合言葉は「男前」。世界最高の走りを目標に開発

 2011年からの第9世代が日本未発売だったこともあり、久しぶりの新型登場となったシビック。ホンダはこの新型を開発するにあたり、小型乗用車の花形であるCセグメントトップクラスの「操る喜び」を提供することを目指した。実用的なだけでなく、運転して楽しいクルマをつくることがホンダらしさであり、ユーザーに求められているという判断だ。そこで、新グローバルプラットフォームを軸に、ラインアップを構成する3つのモデルを同時に開発することでシリーズ全体でのポテンシャルアップを図っている。そのラインアップとは、「セダン」、「5ドアハッチバック」、そして「タイプR」。
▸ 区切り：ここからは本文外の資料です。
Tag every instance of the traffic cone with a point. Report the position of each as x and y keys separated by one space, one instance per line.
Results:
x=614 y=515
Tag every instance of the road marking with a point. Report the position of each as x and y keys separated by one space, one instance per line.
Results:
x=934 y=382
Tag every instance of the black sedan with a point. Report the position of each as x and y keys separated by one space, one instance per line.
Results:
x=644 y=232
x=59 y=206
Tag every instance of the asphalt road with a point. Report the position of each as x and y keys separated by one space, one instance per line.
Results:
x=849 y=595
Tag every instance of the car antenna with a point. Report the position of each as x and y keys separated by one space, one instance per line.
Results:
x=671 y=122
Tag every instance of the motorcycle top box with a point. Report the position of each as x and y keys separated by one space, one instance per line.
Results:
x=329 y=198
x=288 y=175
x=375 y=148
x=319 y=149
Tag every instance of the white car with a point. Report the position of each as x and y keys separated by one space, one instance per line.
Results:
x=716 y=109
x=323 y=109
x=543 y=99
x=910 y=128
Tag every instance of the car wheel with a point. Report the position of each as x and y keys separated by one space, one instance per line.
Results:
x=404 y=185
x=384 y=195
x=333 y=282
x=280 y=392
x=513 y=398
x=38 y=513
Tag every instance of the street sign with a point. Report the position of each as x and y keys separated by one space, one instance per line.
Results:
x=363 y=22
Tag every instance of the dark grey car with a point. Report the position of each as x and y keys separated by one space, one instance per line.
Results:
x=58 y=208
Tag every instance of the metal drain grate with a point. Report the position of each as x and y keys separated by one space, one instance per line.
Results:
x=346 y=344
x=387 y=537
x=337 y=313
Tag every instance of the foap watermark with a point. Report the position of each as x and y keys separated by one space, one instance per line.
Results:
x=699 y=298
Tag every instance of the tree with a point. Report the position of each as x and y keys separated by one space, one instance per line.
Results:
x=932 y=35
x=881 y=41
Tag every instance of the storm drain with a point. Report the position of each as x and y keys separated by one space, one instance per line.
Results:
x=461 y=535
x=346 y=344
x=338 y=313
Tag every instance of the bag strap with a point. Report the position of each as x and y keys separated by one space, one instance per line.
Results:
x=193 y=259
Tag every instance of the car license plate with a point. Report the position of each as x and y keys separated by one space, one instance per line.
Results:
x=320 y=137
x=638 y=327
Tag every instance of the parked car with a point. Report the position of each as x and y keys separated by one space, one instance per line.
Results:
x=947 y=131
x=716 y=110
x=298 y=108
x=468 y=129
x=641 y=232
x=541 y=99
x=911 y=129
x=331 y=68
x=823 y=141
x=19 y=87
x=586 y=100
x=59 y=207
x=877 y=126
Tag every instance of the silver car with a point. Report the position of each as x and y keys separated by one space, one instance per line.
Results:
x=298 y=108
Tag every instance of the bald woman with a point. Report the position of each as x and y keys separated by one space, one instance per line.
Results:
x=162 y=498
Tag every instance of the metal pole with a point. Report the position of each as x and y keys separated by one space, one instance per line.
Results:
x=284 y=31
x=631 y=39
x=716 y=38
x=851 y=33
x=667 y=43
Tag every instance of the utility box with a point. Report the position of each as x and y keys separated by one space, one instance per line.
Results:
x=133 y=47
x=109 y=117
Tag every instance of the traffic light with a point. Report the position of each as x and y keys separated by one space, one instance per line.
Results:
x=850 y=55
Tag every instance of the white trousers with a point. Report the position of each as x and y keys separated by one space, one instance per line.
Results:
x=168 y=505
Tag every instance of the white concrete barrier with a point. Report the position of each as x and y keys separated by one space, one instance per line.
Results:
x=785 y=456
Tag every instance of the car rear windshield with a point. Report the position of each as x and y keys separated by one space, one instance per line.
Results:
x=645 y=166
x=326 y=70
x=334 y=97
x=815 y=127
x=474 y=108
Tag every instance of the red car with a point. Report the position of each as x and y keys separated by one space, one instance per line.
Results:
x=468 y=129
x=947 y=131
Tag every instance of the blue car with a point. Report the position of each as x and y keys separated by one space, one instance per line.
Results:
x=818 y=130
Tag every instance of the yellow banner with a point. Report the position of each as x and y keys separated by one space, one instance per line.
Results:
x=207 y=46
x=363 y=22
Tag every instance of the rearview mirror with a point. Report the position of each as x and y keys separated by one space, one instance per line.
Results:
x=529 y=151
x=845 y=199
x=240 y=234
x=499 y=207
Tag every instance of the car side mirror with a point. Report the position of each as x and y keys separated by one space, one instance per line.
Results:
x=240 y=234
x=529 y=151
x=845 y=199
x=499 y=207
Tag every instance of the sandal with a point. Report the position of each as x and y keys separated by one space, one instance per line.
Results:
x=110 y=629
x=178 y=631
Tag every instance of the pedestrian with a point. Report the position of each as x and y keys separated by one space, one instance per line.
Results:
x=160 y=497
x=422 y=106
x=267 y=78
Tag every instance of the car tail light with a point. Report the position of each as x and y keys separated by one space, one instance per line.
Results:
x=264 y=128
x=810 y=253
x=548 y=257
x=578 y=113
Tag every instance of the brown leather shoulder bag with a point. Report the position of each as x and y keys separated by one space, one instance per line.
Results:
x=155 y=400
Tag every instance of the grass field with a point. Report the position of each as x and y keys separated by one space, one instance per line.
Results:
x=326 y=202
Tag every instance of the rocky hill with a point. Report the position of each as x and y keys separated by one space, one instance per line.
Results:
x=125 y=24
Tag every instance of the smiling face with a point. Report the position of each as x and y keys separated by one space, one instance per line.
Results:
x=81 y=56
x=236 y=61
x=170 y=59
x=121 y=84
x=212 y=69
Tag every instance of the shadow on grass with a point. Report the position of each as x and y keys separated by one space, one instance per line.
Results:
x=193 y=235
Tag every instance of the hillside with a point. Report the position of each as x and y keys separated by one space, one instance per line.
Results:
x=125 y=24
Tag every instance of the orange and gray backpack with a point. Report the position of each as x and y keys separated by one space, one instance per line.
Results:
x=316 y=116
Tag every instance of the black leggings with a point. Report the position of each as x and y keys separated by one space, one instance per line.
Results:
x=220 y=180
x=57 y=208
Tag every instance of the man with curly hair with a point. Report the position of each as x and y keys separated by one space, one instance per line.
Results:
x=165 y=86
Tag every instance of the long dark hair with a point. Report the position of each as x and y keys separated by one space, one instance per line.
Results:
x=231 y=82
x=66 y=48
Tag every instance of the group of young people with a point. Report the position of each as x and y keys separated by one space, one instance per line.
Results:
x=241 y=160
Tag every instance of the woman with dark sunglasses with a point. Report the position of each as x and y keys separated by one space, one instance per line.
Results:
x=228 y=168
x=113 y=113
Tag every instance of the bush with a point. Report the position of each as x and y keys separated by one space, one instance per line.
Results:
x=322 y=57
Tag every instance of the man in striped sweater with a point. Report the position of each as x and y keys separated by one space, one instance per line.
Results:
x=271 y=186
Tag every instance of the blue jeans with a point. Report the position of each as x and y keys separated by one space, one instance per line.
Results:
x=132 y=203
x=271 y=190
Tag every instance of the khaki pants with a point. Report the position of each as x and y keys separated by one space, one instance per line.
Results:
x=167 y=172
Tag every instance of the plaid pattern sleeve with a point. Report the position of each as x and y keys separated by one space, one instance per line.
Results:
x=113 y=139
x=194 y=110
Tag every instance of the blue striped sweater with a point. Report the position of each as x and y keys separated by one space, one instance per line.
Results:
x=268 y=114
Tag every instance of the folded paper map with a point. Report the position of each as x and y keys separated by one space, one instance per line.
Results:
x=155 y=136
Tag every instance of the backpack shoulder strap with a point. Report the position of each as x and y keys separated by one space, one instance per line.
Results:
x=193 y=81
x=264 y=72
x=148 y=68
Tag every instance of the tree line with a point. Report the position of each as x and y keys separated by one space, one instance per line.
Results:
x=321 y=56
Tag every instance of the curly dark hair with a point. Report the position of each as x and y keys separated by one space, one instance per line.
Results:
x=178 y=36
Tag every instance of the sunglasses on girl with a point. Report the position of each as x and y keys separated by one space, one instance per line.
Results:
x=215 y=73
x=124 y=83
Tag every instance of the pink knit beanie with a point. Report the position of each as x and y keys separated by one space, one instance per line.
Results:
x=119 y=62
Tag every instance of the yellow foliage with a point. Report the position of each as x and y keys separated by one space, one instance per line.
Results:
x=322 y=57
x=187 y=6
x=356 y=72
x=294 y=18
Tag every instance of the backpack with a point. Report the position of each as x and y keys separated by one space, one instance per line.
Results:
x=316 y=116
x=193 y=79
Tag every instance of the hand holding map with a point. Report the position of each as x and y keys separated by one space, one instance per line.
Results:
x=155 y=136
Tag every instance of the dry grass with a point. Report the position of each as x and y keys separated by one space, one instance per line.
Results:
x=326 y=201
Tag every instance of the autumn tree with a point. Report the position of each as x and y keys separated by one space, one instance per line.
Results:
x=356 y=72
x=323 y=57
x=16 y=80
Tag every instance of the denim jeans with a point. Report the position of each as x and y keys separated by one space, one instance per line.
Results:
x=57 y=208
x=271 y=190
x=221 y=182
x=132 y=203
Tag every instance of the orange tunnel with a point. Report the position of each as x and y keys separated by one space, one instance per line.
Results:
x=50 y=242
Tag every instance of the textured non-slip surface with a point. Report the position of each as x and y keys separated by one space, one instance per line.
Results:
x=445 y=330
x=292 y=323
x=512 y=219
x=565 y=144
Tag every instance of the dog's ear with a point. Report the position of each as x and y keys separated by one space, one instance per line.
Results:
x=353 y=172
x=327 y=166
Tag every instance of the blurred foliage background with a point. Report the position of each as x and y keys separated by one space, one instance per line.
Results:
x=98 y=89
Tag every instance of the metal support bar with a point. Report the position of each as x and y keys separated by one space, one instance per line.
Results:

そう、クラス最速の達成をタスクとして背負わされるタイプRを標準モデルと同時開発、同時発売とした。これは歴代タイプRで初の試みとなるが、そのねらいはタイプRとしてより高みを望むために、標準車の基礎から鍛え上げることにある。結果として、タイプRだけでなくセダンとハッチバックの走りも高レベルになったとホンダは胸を張る。
 なお、開発を担当したのはホンダの栃木研究所で、チームは各々の考え方を統一するために、「男前(おとこまえ)」というキーワードを共有。これは歌舞伎に由来し、動きのいい役者が高く評価されたことから生まれた言葉だ。判断に迷った際には、それが「男前」なクルマにつながるかどうかに立ち返って考えたのだとか。

スポーティテイストでまとめられたハッチバック

 では、そんなシビックがどんな走りを見せたのか。今回試乗することができたのは、ハッチバックとセダン。エンジンは1.5L VTECターボで、ともに前輪を駆動するFF車だが、ハッチバックにはパドルシフト付きCVTに加えて6速MTも用意される。販売面ではニッチなMTではあるが、開発陣を中心に「走りのよさを売りにするシビックだからこそMTを!」という声が高まり実現した。まさに男前なエピソードである。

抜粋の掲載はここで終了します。